Chance-Constrained ADMM Approach for Decentralized Control of Distributed Energy Resources

TL;DR

This paper presents a decentralized control method for inverter-based distributed energy resources in power systems, using chance constraints to ensure voltage and power flow limits amid PV volatility.

Contribution

It introduces a novel chance-constrained ADMM approach for decentralized control of diverse distributed energy resources in power distribution systems.

Findings

Effective voltage and power flow regulation under PV variability.

Decentralized control achieves system reliability and stability.

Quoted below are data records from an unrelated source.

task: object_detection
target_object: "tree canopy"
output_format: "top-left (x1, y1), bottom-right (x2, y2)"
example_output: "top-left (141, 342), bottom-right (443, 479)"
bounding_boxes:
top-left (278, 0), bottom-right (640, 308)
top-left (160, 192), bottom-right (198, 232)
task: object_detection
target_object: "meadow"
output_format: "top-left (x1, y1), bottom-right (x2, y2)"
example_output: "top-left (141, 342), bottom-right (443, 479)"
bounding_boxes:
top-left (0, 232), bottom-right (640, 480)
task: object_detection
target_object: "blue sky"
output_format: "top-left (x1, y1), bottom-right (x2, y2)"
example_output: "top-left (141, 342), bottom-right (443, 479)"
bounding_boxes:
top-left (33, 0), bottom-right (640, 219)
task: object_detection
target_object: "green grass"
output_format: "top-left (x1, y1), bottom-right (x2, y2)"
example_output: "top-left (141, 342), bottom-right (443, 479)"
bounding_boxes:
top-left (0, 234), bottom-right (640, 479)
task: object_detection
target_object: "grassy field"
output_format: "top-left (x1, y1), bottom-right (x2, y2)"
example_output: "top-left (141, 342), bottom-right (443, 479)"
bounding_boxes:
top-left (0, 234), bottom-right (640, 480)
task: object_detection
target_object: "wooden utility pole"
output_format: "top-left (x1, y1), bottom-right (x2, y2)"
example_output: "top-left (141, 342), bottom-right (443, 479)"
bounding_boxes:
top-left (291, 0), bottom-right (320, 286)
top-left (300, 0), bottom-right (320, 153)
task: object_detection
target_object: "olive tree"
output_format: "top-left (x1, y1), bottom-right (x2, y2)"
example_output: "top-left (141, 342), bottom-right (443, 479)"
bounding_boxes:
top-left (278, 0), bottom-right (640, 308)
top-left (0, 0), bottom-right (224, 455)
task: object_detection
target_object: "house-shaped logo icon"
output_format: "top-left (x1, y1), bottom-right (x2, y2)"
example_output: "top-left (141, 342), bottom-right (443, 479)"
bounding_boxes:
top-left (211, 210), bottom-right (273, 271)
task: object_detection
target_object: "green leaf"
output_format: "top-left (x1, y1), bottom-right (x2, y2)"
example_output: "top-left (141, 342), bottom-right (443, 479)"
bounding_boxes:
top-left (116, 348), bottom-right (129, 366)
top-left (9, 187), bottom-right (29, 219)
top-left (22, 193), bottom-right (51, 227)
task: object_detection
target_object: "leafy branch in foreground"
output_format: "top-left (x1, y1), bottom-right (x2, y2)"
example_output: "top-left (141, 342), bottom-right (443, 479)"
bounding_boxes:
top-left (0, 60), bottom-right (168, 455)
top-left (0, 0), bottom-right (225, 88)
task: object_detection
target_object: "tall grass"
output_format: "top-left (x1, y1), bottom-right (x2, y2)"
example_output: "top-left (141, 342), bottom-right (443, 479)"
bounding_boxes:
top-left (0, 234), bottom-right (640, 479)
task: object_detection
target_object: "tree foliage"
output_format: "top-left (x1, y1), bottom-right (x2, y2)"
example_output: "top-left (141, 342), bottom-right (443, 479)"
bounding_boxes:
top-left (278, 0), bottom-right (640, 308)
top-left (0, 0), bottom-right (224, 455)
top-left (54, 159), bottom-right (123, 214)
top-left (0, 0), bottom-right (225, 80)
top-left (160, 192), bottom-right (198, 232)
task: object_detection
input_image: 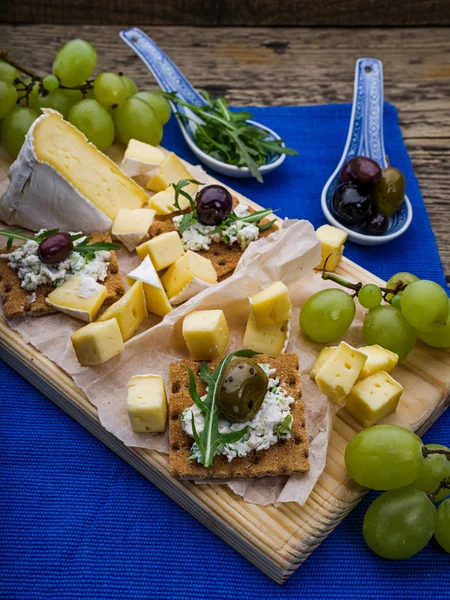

Method enhances integration of renewable energy sources.

Abstract

Distribution systems are undergoing a dramatic transition from a passive circuit that routinely disseminates electric power among downstream nodes to the system with distributed energy resources. The distributed energy resources come in a variety of technologies and typically include photovoltaic (PV) arrays, thermostatically controlled loads, energy storage units. Often these resources are interfaced with the system via inverters that can adjust active and reactive power injections, thus supporting the operational performance of the system. This paper designs a control policy for such inverters using the local power flow measurements. The control actuates active and reactive power injections of the inverter-based distributed energy resources. This strategy is then incorporated into a chance-constrained, decentralized optimal power flow formulation to maintain voltage levels and power flows within their limits and to mitigate the volatility of (PV) resources.